Non è un gelato, non è uno yogurt normale, è qualcosa di mezzo: la cremosità di un dessert e la leggerezza di un frutto, con la consistenza di un sorbetto appena fatto.

Si prepara in pochi minuti, si nasconde nel freezer, e quando arriva quel momento, invece di aprire la dispensa, si apre il congelatore. E la soddisfazione è la stessa, ma con meno sensi di colpa.
Una ricetta che non chiede niente
Il bello del frozen yogurt è che non serve una gelatiera, non serve esperienza, non serve nemmeno pazienza. La base è lo yogurt bianco, meglio se intero perché la cremosità viene dai grassi, ma si può usare anche quello greco per una consistenza più densa. La frutta si sceglie fresca, di stagione, e si taglia a pezzi prima di mescolarla. Il risultato è un dessert che sembra comprato, ma che costa poco e si personalizza come si vuole. Gli ingredienti che ci serviranno, dunque, sono solo i seguenti:
- 500 grammi di yogurt bianco intero
- 200 grammi di fragole fresche
- 1 ananas maturo
- 2 kiwi maturi
- 2 cucchiai di miele.
Il procedimento che non sbaglia mai
Si lavano e si puliscono i frutti. Le fragole si tagliano a pezzetti, l’ananas si sbuccia e si riduce a cubetti piccoli, i kiwi si pelano e si affettano. Si mettono tutti in una ciotola capiente, si aggiunge lo yogurt e si mescola bene con un cucchiaio di legno. Se la frutta è molto acida, si può aggiungere il miele o lo sciroppo d’acero, ma non è indispensabile: la dolcezza dell’ananas e delle fragole mature basta da sola.

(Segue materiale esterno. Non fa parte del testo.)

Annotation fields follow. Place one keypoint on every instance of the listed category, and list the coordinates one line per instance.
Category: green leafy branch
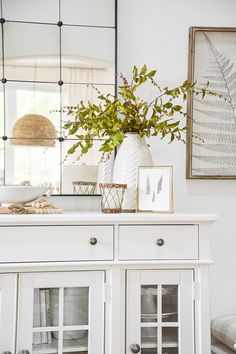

Si versa il composto in uno stampo da plumcake o in una vaschetta bassa, si copre con pellicola trasparente e si mette in freezer per almeno quattro ore, meglio sei. Prima di servire, si lascia fuori per dieci minuti, giusto il tempo che si ammorbidisca e diventi cremoso. Si scava con un cucchiaio, si mette in coppette, e si gusta come fosse un gelato. La prossima volta che la mano va verso la dispensa, si sa già dove andare.